The Elementary Montessori classroom, just like the primary classroom, is created by teachers who understand the developmental readiness of their age group. The level of responsibility for learning increases slowly as the child’s self awareness, self-discipline, and comprehension of the vast knowledge to be attained grows. With choice comes the development of unique interests and the joy in the pursuit of learning. Students can dive deeper into areas that excite them utilizing the skills they have learned from previous experience.  Ultimately, it is expected that the children will use their time in a productive way, balancing their subjects and being responsible for their learning. They learn to self-regulate their choices in the social areas, too. What we see daily in our classrooms is this process of growth in each child as they navigate their choices and their responsibilities for self, others in their community and their environment.

At the Middle School level, choice and responsibility take on new characteristics.  The focus is on the freedom to express whether through public speaking, debate, theater or simply in discussions of subject material.  At the same time students take on more responsibility for their elective courses, their culmination projects for each study unit, their micro-economy projects, and community service activities.  This process of learning and practicing freedom with responsibility,  enables students to find their place in the community and the world.

A key caution, especially in today’s world, freedom of choice before a level of self-discipline or responsibility is reached can result in a child’s sense of entitlement, a kind of “I want what I want” approach to life.
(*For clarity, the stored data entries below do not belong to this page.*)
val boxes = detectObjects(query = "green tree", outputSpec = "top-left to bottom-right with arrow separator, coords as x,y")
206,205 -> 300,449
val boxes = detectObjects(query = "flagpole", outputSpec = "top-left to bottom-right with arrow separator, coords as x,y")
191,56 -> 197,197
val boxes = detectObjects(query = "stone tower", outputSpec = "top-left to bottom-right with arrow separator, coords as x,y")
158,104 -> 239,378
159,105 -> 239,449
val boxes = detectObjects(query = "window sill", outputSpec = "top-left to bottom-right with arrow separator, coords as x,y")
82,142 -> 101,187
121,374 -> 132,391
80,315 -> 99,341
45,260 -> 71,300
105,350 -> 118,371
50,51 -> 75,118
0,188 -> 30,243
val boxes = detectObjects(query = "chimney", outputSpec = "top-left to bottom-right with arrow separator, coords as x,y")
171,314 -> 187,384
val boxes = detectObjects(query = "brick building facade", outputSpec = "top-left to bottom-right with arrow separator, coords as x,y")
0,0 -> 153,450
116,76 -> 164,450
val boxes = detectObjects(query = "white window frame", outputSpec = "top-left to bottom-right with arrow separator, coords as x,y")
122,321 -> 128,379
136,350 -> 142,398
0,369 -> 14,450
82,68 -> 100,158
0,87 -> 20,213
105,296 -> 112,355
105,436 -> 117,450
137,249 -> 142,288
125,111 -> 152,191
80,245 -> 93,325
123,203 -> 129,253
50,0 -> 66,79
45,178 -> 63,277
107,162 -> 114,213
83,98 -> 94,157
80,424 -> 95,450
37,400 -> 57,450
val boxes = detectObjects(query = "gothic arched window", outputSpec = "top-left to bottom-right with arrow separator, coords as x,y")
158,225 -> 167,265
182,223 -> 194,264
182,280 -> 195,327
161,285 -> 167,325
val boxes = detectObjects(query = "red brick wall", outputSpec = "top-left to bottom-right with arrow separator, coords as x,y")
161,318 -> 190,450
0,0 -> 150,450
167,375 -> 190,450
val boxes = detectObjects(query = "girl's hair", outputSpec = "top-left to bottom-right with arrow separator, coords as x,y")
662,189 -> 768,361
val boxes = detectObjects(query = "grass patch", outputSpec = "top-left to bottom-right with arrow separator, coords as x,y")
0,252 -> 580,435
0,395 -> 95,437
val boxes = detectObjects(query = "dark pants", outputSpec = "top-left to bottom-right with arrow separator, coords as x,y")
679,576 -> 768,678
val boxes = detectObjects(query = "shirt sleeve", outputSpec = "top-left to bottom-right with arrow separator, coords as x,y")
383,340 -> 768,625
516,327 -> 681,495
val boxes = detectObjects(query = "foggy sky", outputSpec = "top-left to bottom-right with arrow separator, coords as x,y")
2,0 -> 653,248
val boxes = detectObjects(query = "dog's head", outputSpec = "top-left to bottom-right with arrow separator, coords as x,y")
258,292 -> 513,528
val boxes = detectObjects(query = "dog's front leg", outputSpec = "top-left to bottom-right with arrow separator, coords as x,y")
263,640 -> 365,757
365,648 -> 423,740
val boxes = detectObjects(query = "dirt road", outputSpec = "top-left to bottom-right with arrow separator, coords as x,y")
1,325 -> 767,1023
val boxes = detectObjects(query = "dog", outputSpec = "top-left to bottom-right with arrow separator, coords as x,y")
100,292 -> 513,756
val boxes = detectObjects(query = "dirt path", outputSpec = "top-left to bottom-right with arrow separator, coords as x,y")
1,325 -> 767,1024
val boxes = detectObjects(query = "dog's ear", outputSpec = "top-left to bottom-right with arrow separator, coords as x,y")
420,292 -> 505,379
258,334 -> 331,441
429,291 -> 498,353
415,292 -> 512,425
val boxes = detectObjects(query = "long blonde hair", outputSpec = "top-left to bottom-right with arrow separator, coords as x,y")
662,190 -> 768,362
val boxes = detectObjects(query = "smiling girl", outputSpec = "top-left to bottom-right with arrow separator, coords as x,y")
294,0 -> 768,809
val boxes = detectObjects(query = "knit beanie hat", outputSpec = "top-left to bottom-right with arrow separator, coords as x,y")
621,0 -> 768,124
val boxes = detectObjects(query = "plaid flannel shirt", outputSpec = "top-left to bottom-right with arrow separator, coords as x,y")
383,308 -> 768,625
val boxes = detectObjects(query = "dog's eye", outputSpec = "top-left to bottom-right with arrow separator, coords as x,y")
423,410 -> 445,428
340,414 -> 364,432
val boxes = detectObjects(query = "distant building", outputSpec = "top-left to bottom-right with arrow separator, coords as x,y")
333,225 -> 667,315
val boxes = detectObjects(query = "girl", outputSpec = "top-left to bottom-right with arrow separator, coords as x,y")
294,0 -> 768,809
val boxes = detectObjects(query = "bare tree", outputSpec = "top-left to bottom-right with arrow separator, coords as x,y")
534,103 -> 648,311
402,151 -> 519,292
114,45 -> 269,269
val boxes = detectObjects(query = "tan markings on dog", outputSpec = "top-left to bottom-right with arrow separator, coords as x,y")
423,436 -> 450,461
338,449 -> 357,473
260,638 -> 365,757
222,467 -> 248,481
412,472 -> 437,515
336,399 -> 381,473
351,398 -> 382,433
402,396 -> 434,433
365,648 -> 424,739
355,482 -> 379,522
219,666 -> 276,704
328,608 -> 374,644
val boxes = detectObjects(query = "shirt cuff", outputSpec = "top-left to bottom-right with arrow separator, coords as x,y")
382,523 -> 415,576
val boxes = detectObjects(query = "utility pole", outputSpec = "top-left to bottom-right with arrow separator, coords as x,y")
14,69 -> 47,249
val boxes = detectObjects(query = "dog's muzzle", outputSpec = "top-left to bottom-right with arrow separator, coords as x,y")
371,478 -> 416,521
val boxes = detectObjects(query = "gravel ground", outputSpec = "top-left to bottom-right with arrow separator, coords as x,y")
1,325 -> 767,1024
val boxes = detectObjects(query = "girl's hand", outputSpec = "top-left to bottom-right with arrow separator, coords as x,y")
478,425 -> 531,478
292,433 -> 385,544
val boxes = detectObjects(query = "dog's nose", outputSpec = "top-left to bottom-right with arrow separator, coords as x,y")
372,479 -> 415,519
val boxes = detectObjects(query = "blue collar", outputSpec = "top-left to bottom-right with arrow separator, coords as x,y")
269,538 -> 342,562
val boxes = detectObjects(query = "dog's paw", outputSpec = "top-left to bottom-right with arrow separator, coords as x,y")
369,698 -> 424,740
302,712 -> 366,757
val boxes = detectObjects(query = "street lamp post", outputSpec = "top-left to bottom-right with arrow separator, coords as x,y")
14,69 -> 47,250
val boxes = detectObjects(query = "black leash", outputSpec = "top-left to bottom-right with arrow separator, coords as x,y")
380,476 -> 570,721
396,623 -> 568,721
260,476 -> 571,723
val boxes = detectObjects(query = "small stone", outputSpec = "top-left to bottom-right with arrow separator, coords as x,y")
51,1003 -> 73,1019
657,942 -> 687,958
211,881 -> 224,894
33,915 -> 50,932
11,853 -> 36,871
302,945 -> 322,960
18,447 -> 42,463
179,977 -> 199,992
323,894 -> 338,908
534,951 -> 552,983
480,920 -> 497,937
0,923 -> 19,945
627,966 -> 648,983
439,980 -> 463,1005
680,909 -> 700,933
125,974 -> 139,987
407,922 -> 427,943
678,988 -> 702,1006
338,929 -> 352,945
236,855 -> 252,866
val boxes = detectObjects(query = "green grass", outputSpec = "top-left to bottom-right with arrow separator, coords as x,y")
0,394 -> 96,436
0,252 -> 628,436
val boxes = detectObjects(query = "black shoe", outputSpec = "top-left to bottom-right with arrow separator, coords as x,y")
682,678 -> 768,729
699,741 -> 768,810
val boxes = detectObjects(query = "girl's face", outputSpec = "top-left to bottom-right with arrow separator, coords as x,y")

Young children usually make a choice that is ego-centric which is very appropriate. They are also just l beginning to understand the difference between needs and wants.   The child must develop a sense of care and concern for others before making decisions that might impact others. The domain of influence of a choice needs to be considered carefully.

For example, a child age 3-6 can make a choice between a couple of shirts to wear to school or a choice between two different appropriate breakfast foods. The child would not be ready to make a choice that affects a parent’s ability to get to work on time or whether the family should go to the park when it is a work/school day. If a child is often given a choice that is outside their area of maturity of thinking, the child can come to expect to have “power-over” others. The domain of choices available to a child needs to reflect an appropriate potential in that child for self-discipline and responsibility for outcomes.

Another important aspect of learning responsibility for the freedom of choice is the actual experience of the consequence of choice. What great feedback the natural consequences of a choice can be for learning! As adults we need to allow those experiences for the children around us when they are not life-threatening. The child’s own observation of consequences as well as the supportive reflections of the adult can provide a foundation for the next choice-making opportunity.

Adults can model their own process of choice-making by verbalizing their thinking for children to hear. The weighing of pros and cons and the consideration of what the consequences might be is helpful for the child to witness. Feedback, both positive and negative, is essential for the honing of the thinking process and skills of choice-making. We can reason then, that through freedom to choose and the experience of consequences come critical experiences for the development of self-discipline and responsibility.

Montessori education provides such tremendous opportunities for a child to grow and thrive because of the inherent balance of freedom to choose and the limits of self-discipline and responsibility for each developmental stage of the child.